Jared Seehafer, in his article of March 17, “Jesus Christ or John Galt? The Republican Party’s Identity Crisis,” argues that if the Republican Party wants to regain Congress and the White House in the next election, it must abandon the religious foundation of its principles and discover and advocate capitalism. He also argues that conservatives largely recognize the value of capitalism and seek to ensure its existence, and that the Republicans must realize that religion and capitalism, as moral systems, are irreconcilable.

I agree with that evaluation, except that, from my experience and observations, I do not think the conservatives actually value capitalism. It is a secondary matter to them. But, Rand put it best in her 1973 article, “Censorship: Local and Express”:

“The conservatives see man as a body freely roaming the earth, building sand piles or factories -- with an electronic computer inside his skull, controlled from Washington. The liberals [the Democrats] see man as a soul freewheeling to the farthest reaches of the universe -- but wearing chains from nose to toes when he crosses the street to buy a loaf of bread.”


Further on, she notes:

“…Each camp wants to control the realm it regards as metaphysically important; each grants freedom only to the activities it despises…..‘Control,‘ to both camps, means the power to rule by physical force. The conservatives want to rule man’s consciousness; the liberals, his body.”*


Sowell raises the issue that Republicans could easily win more black voters to their party by charging the Democrats with the horrendous and ongoing debacle of their welfare state and educational policies.

“No segment of the population has lost more by the agendas of the liberal constituencies of the Democratic Party than the black population. The teachers’ unions, environmental fanatics and the ACLU are just some of the groups to whose interests blacks have been sacrificed wholesale. Lousy education and high crime rates in the ghettos, and unaffordable housing elsewhere with building restrictions, are devastating prices to pay for liberalism. Yet the Republicans have never articulated that argument, and their opportunism in trying to get black votes by becoming imitation Democrats has failed miserably for decades on end.”

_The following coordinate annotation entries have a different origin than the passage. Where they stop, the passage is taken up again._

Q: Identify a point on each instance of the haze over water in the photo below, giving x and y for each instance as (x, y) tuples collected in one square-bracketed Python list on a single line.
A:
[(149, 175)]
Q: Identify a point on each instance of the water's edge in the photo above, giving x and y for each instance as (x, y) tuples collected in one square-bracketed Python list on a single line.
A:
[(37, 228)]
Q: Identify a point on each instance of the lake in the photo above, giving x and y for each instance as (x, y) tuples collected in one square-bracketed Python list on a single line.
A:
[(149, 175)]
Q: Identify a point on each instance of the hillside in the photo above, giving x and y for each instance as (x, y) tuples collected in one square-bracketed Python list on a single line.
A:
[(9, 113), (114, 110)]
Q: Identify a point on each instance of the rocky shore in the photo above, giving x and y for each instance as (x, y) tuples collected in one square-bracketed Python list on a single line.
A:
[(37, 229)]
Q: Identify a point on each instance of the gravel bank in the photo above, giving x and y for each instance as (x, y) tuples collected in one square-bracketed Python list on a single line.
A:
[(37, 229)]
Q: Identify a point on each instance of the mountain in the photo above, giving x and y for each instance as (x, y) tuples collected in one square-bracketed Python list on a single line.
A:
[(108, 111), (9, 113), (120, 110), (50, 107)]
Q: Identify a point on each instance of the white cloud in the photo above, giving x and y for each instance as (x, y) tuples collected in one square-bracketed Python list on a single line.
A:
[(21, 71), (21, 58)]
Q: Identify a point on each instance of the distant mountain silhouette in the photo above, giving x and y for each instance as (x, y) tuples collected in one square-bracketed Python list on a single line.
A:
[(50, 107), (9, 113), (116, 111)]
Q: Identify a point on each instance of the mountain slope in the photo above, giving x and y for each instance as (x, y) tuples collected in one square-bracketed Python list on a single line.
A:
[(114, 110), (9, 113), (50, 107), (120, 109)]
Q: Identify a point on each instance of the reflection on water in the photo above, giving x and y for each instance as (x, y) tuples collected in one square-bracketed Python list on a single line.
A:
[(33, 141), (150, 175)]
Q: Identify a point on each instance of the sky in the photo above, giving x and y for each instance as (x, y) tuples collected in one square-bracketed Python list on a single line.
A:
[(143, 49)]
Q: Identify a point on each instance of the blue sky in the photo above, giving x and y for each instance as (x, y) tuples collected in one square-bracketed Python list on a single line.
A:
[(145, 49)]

All that is true. But what Sowell fails to grasp is that, for reasons of altruism, the Republicans largely endorse the programs that Democrats advocate and enact, but say that they would do a better job of it, just as left-wingers claim that Soviet communism would have triumphed if only it had been guided by “better men.” The Republicans are not going to garner any significant support by implicitly endorsing Obama’s aggressive takeover of the economy by bickering over such minor issues as the amount of pork in the stimulus legislation or by harping on whether or not Obama and the new Treasury Secretary “knew” about the AIG executive bonuses before taking an 80% ownership in the company.

(Abetting both the Democrats and the Republicans in that exercise in fascism are the news media, which continue to report the lie that American taxpayers “own“ that 80%. I have heard no Republican point this out. Nor have I heard any conservative warn the nation about the peril of forcing AIG executives to return their bonuses, which would be an assault on contract law via ex post facto taxation, regardless of those executives‘ culpability in the subprime mortgage fiasco. No Republican has upbraided Congressman Barney Frank for demanding a list of those executives‘ names, which he would hand over to a Congressional lynch mob.)

Seehafer is correct to ask what Sowell did not: What principles does the Republican Party uphold, other than religious-based ones, which Sowell does not even mention in his article? Another question to ask is: What intellectual leadership could cure the Republicans of their bifurcated political policies and persuade them to adopt a moral advocacy of capitalism?

It certainly will not be the Sermon on the Mount, nor even Adam Smith’s The Wealth of Nations. It must be John Galt. It must be a philosophy of reason, or Objectivism.


*In Philosophy: Who Needs It. New York: Signet softcover (1982), p. 187.